I have always been confused about whether the approximate solution to $Ax=b$ is equivalent to minimizing the average distance of all of the $b$ vectors to $Ax$, or whether it is minimizing the distance projected along the $b$ axis?

(where $A$ is full rank and skinny and the system is overdetermined).

Consider these two pictures: from http://www.statisticshowto.com/least-squares-regression-line/

and another figure on the same page:

also from from http://www.statisticshowto.com/least-squares-regression-line/.

Notice these are two figures on the same page! I do not understand how these are both being minimized at the same time. can someone please explain? thanks.

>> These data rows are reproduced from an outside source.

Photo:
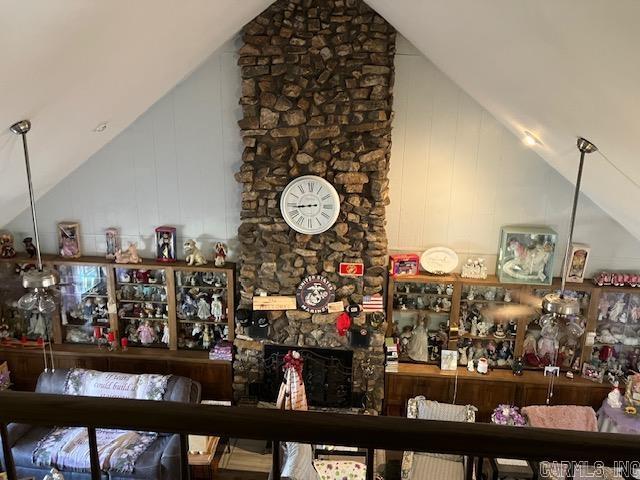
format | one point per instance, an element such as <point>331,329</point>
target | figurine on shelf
<point>204,309</point>
<point>130,256</point>
<point>6,245</point>
<point>146,333</point>
<point>418,347</point>
<point>112,237</point>
<point>29,247</point>
<point>216,308</point>
<point>165,334</point>
<point>220,254</point>
<point>166,244</point>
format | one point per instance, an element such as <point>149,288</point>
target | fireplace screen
<point>326,373</point>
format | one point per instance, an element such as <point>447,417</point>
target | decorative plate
<point>439,260</point>
<point>315,293</point>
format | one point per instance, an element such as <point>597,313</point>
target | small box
<point>404,264</point>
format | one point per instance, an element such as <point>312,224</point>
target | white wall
<point>173,166</point>
<point>457,175</point>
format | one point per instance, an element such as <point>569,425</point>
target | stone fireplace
<point>317,85</point>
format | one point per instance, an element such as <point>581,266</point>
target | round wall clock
<point>315,293</point>
<point>309,204</point>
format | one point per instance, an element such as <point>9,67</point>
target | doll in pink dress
<point>146,333</point>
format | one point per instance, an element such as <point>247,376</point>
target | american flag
<point>372,303</point>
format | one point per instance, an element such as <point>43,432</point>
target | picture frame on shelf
<point>69,240</point>
<point>166,244</point>
<point>578,259</point>
<point>526,255</point>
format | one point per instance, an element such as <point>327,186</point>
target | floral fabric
<point>340,470</point>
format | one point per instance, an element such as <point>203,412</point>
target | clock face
<point>310,204</point>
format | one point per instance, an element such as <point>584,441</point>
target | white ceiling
<point>69,65</point>
<point>559,68</point>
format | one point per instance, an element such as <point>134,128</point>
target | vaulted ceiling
<point>558,68</point>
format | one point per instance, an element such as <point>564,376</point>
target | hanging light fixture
<point>42,295</point>
<point>560,304</point>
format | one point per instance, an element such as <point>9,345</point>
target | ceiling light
<point>101,127</point>
<point>530,139</point>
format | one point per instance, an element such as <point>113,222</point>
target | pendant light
<point>42,295</point>
<point>560,305</point>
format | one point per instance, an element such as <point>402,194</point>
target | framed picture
<point>578,258</point>
<point>166,244</point>
<point>69,240</point>
<point>449,360</point>
<point>526,255</point>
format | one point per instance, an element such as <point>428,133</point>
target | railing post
<point>93,454</point>
<point>275,460</point>
<point>185,473</point>
<point>9,464</point>
<point>370,463</point>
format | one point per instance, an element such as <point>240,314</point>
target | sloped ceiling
<point>559,68</point>
<point>69,65</point>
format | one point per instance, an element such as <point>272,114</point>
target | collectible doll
<point>221,254</point>
<point>146,333</point>
<point>204,310</point>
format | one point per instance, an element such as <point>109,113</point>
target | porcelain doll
<point>29,247</point>
<point>206,338</point>
<point>204,309</point>
<point>146,333</point>
<point>418,347</point>
<point>216,308</point>
<point>6,245</point>
<point>128,256</point>
<point>193,254</point>
<point>220,254</point>
<point>87,310</point>
<point>165,334</point>
<point>548,343</point>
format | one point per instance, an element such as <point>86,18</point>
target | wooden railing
<point>370,432</point>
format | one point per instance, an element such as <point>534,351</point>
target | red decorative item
<point>343,323</point>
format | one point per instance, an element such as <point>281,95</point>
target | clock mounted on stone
<point>310,204</point>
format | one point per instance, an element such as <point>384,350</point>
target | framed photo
<point>449,360</point>
<point>526,255</point>
<point>166,244</point>
<point>578,258</point>
<point>69,240</point>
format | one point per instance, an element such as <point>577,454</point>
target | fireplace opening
<point>327,375</point>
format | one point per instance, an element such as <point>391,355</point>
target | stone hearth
<point>317,84</point>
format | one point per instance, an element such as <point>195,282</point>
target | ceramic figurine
<point>6,245</point>
<point>193,254</point>
<point>418,347</point>
<point>204,310</point>
<point>29,247</point>
<point>146,333</point>
<point>112,237</point>
<point>216,308</point>
<point>166,244</point>
<point>220,254</point>
<point>165,334</point>
<point>129,256</point>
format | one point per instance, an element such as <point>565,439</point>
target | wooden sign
<point>335,307</point>
<point>351,269</point>
<point>274,303</point>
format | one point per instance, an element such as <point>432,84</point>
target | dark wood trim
<point>315,427</point>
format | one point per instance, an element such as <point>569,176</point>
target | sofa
<point>160,461</point>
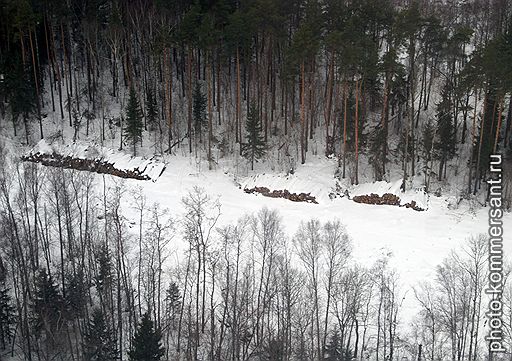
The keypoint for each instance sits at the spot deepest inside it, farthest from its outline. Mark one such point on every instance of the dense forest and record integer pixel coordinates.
(418, 90)
(403, 86)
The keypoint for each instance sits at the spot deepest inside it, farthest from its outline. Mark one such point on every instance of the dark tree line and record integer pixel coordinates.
(80, 281)
(400, 85)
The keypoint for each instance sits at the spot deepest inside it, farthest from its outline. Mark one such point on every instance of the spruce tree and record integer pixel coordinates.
(99, 342)
(445, 130)
(151, 110)
(255, 146)
(146, 344)
(134, 125)
(47, 305)
(6, 317)
(199, 110)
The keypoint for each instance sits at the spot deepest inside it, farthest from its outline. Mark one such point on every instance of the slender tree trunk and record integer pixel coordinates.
(302, 114)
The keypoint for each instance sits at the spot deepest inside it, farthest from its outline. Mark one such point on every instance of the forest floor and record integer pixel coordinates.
(414, 243)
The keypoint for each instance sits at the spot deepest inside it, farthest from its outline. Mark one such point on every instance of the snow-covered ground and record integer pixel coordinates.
(415, 242)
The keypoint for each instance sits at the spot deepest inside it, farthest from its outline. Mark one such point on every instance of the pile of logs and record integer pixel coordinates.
(91, 165)
(385, 199)
(294, 197)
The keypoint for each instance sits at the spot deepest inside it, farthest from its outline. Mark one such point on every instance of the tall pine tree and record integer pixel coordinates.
(152, 110)
(146, 344)
(445, 131)
(199, 110)
(6, 317)
(134, 125)
(99, 341)
(255, 146)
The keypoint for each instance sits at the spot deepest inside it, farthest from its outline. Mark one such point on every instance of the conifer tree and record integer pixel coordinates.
(255, 146)
(146, 344)
(99, 342)
(445, 131)
(47, 305)
(134, 125)
(199, 110)
(151, 110)
(6, 317)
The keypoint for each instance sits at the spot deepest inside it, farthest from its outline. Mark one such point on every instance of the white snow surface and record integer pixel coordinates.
(413, 242)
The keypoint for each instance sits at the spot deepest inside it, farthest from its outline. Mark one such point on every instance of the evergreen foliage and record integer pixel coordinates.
(134, 125)
(151, 110)
(99, 341)
(199, 110)
(255, 146)
(146, 343)
(7, 317)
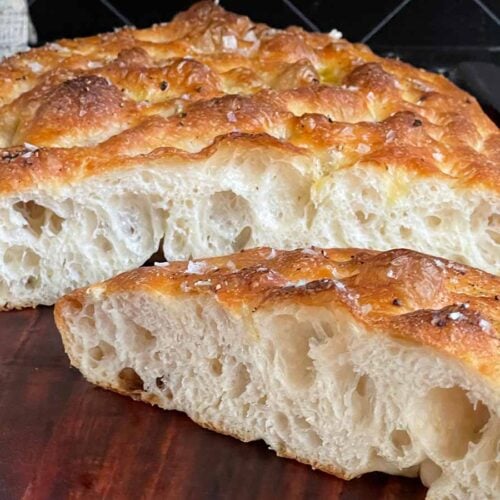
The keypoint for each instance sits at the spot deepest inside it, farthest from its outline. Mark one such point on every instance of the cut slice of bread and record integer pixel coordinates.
(351, 361)
(212, 133)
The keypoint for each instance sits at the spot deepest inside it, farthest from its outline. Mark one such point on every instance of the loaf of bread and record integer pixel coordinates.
(349, 360)
(212, 133)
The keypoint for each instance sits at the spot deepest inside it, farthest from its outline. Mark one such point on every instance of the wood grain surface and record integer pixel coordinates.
(60, 437)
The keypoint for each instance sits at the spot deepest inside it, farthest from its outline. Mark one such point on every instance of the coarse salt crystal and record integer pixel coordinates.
(196, 267)
(35, 66)
(162, 264)
(338, 284)
(250, 36)
(229, 42)
(335, 34)
(231, 265)
(202, 283)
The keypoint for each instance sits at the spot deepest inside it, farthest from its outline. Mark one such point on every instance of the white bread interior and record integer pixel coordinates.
(54, 239)
(311, 381)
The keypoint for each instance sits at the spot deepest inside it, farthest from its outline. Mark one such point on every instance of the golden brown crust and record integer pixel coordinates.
(93, 104)
(429, 301)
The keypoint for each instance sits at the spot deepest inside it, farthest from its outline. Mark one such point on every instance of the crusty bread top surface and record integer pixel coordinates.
(209, 78)
(425, 300)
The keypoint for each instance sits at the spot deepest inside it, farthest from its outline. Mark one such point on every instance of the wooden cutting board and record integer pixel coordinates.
(60, 438)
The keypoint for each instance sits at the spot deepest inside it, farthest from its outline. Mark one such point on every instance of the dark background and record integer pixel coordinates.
(436, 34)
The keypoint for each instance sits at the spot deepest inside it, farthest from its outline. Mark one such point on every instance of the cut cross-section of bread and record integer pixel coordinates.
(213, 133)
(351, 361)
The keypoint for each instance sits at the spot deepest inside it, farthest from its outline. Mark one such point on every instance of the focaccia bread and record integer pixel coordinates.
(211, 133)
(349, 360)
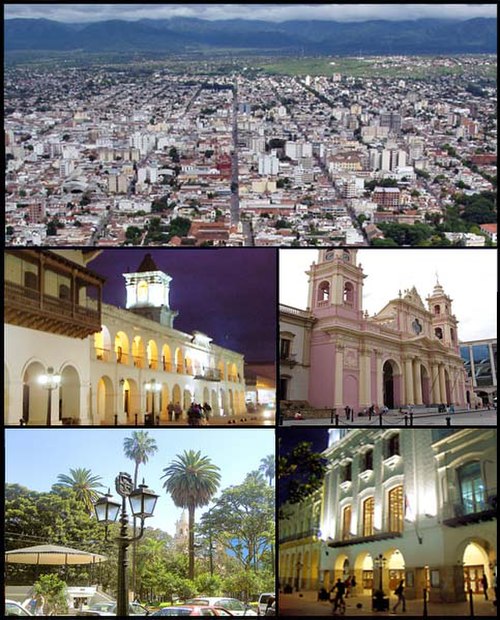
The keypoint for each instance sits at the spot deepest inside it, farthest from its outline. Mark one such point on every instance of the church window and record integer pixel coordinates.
(348, 293)
(396, 509)
(368, 514)
(346, 522)
(324, 291)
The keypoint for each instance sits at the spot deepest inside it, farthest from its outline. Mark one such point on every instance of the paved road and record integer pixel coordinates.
(306, 604)
(481, 417)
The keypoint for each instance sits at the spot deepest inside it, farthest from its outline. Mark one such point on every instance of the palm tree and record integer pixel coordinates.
(84, 484)
(138, 448)
(268, 467)
(192, 480)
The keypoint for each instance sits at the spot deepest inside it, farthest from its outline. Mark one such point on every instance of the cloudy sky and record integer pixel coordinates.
(468, 276)
(264, 11)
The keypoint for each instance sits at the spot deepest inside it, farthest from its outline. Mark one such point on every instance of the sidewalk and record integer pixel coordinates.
(307, 604)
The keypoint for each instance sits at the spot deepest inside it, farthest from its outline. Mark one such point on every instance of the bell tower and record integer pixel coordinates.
(148, 291)
(444, 322)
(336, 284)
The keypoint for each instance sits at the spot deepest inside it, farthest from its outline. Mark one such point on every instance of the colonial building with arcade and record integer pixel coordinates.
(412, 504)
(113, 365)
(334, 355)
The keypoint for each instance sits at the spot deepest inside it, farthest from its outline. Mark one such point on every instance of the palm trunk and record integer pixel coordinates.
(191, 541)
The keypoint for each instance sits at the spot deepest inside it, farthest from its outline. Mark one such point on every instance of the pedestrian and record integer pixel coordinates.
(177, 412)
(399, 592)
(40, 602)
(338, 592)
(484, 582)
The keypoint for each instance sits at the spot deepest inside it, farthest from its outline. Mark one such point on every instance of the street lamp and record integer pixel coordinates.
(142, 504)
(154, 388)
(50, 381)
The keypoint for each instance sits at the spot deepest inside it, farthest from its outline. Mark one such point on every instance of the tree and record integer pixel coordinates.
(138, 448)
(300, 472)
(268, 467)
(191, 480)
(84, 484)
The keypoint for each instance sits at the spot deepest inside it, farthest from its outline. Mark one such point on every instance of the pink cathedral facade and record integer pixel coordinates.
(407, 354)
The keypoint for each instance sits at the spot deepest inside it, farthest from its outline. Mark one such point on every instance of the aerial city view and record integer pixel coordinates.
(191, 128)
(250, 309)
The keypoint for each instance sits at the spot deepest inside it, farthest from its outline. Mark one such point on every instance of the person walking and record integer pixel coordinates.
(338, 592)
(399, 592)
(484, 582)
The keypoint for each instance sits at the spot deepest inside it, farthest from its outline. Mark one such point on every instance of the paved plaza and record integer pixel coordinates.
(306, 604)
(479, 417)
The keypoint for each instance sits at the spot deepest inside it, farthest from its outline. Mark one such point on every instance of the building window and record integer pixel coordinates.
(367, 460)
(396, 509)
(346, 522)
(392, 446)
(472, 491)
(285, 349)
(324, 291)
(368, 512)
(347, 472)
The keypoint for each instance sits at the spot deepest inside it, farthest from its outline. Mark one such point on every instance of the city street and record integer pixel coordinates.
(481, 417)
(306, 604)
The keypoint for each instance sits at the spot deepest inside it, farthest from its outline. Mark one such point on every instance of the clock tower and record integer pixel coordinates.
(148, 291)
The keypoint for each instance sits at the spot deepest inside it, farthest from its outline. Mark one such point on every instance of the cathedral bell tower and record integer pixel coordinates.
(444, 322)
(148, 291)
(336, 285)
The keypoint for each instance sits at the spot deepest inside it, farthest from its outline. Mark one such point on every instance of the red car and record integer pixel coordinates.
(192, 610)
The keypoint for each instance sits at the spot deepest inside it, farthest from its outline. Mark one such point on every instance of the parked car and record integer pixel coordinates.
(192, 610)
(109, 609)
(264, 601)
(12, 608)
(233, 605)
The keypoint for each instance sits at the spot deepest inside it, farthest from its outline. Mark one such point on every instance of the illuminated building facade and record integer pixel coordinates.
(115, 364)
(406, 354)
(420, 502)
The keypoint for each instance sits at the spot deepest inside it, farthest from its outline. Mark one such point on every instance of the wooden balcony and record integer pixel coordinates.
(28, 307)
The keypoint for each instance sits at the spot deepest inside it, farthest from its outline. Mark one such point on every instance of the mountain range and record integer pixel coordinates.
(179, 35)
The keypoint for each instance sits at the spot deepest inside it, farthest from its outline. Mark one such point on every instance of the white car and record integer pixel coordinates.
(12, 608)
(263, 602)
(233, 605)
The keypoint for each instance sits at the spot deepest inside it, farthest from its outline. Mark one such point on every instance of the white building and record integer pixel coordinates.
(115, 365)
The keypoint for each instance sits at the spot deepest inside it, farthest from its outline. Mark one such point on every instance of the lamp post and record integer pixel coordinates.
(142, 504)
(154, 388)
(50, 381)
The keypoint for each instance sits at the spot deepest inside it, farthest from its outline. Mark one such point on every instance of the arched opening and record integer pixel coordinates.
(324, 292)
(179, 363)
(152, 354)
(138, 352)
(121, 348)
(105, 414)
(102, 344)
(69, 396)
(35, 396)
(349, 293)
(166, 358)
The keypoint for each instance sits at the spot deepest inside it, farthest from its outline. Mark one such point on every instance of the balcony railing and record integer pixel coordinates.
(30, 308)
(471, 508)
(209, 374)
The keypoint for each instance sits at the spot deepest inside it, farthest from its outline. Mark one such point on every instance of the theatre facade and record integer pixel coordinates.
(418, 505)
(334, 355)
(115, 365)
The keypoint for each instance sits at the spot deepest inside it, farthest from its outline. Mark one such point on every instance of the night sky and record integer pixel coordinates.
(228, 294)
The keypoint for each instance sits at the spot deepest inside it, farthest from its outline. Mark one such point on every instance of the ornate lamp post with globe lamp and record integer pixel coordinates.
(142, 504)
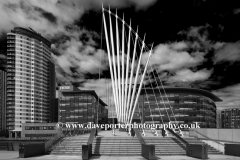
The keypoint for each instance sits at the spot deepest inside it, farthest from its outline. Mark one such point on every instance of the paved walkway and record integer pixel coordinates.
(11, 155)
(108, 133)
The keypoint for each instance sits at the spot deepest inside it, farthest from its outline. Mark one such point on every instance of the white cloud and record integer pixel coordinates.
(230, 96)
(228, 52)
(167, 58)
(76, 59)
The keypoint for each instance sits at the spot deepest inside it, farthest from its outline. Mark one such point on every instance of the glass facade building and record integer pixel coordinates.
(230, 118)
(2, 100)
(81, 106)
(30, 79)
(180, 105)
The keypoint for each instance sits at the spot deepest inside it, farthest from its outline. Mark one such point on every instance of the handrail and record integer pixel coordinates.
(92, 135)
(141, 140)
(179, 137)
(208, 138)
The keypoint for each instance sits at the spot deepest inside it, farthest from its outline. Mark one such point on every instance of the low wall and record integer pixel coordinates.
(223, 135)
(16, 143)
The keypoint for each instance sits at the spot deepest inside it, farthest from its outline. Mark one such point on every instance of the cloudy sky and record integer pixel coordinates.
(196, 42)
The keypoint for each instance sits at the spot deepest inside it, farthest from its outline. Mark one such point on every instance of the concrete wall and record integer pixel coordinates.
(223, 135)
(37, 132)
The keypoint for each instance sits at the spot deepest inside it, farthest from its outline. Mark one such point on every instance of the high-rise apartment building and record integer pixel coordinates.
(30, 79)
(2, 100)
(230, 118)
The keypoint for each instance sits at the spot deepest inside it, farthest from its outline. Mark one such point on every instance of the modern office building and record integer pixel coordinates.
(230, 118)
(219, 119)
(2, 100)
(81, 106)
(180, 105)
(30, 79)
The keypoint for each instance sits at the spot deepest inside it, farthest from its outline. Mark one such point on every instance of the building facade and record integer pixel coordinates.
(81, 106)
(30, 79)
(179, 105)
(2, 100)
(230, 118)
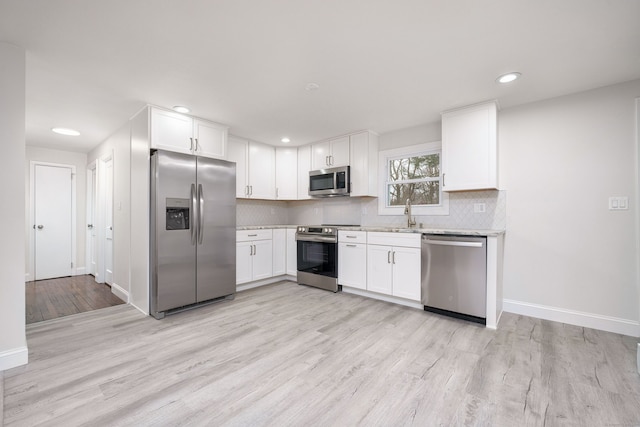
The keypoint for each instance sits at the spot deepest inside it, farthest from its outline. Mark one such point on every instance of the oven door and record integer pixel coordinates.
(317, 258)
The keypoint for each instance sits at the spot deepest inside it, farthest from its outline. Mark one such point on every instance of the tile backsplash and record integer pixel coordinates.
(364, 211)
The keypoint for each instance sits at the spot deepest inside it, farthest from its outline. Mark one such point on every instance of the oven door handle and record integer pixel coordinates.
(321, 239)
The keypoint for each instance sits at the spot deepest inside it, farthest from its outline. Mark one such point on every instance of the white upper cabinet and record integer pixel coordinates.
(330, 154)
(304, 166)
(286, 173)
(255, 168)
(470, 148)
(364, 164)
(184, 134)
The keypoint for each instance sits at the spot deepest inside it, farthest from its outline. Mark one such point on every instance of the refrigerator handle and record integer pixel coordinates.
(192, 214)
(200, 214)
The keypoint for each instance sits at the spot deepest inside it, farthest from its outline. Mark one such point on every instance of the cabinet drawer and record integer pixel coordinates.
(345, 236)
(409, 240)
(250, 235)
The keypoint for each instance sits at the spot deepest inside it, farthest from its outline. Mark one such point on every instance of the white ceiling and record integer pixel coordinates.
(381, 65)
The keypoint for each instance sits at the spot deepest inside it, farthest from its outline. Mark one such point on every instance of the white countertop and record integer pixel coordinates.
(386, 229)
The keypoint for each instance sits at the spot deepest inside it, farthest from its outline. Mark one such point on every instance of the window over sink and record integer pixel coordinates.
(412, 173)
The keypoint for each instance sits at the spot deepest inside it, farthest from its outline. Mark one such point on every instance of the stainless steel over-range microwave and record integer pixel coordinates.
(330, 182)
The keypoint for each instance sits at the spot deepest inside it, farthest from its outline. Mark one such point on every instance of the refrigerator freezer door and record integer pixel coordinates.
(216, 253)
(173, 281)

this is a related question Least squares solutions and orthogonal projection?

Answer 1

The least squares value is the $x$ that minimizes $(Ax-b)^2.$ However, least squares is more often thought of as a curve fitting method where you want to fit a line to the points $(x_1,y_1),$ $\ldots,(x_n,y_n) $ and you want a best fit line. In this case we take $$ A = \pmatrix{1& x_1\\ 1& x_2\\\vdots& \vdots\\ 1 & x_n}$$ and $$b = \pmatrix{y_1\\\vdots \\y_n}$$ and parametrize $x$ as $x=\pmatrix{a\\b}$ and then when we minimize $(b-Ax)^2,$ we get a fit line $y_i\approx bx_i + a.$ The picture of the fit line matches your first diagram above. And the quantity you have minimized is the sum of the squares of the quantities depicted.

(Sorry about the potentially confusing double use of $x.$ Usually in regression it's written $y=X\beta$ rather than $b=Ax$.)

However, when we look at it as an approximate solution to an overdetermined system of equations, you can view it as finding an orthogonal projection onto the column space of $A$ that minimizes the Euclidean distance in $n$-dimensional space between the point $b$ and the point $Ax$ that it's projected to.

Answer 2

The "standard" least squares method assumes that the $x$ values are precise and the "error" is only in the $y$ data. Therefore it minimize the vertical ($y$) distance.

When both the $x$ and $y$ data are subject to error (of course under the assumption that they are normally distributed, independent, etc..), the distance to be minimized shall be along segments inclined of $\sigma_y/\sigma_x$.

That's called Total Least Squares.

Answer 3

Any kind of regression that you perform should describe the model that is used and the way that $\|\hat x - x\|$, the "distance" between the estimated value and the measured value is defined.

Given the equation $Ax = y$ where $A \in \mathbb R^{m \times n}, x \in \mathbb R^{n \times 1},$ and $y \in \mathbb R^{n \times 1}$, the most common model is $$Ax = y + \epsilon.$$ The best fit estimator, $\hat x$, will minimize $$\epsilon^T \epsilon = \sum_{i=1}^n \epsilon_i^2$$ and the formula is $$\hat x = (A^TA)^{-1}A^Ty$$ which requires that the columns of $A$ are linearly independent.

There are other models. You might want to minimize the absolute error, $$\max_{i=1}^n |\epsilon_i|$$ or you might want to calculate the line $\ell$ that minimizes $$\sum_{i=1}^n d((x_i, y_i), \ell )^2$$ the sum of the squares of the distances from the points $(x_i, y_i)$ to the line $\ell$. If the line $\ell$ is described by $ax+by=c$, then $d((x_i, y_i), \ell )^2 = \dfrac{(ax_i+by_i-c)^2}{a^2+b^2}$.

There are many other models.

Answer 4

In the first picture, we want the line of best fit. We want to solve $A\bf{x}=b$ in a way that makes $ \| A\bf{x}-b\|$ minimum. We cannot have $A\bf{x}=\bf{b}$, but will find $\bf{\overline{b}}$ such that $A\bf{x}=\bf{\overline{b}}\in$ $R(A)$ (orhogonal proj of $\bf{b} $ onto $R (A) $), with $\bf{x}$ $=(a,b)$ say, and the line of best fit $y=ax+b$ (A as in one of the other answers above).

So in the actual data plot we have the point $(x_i,y_i)$ and its corresponding 'best fit' point $(x_i,ax_i+b)$. The distance between the actual and 'estimated' point is the distance between these two points and is indicated in the graph by the red arrow (measured on the $y$-axis if you wish). The sum of these terms (each squared) is also said to be sum of squared errors of this 'approximation', and it has been minimised by using the 'least squares' method.

Note also that we can talk about $\overline {b} $ as being 'closest' vector in range of $A $ to vector $b $ (it is its ortogonal projection onto range of $A $. It is via this orthogonal projection that we obtain the (least squares) solution above.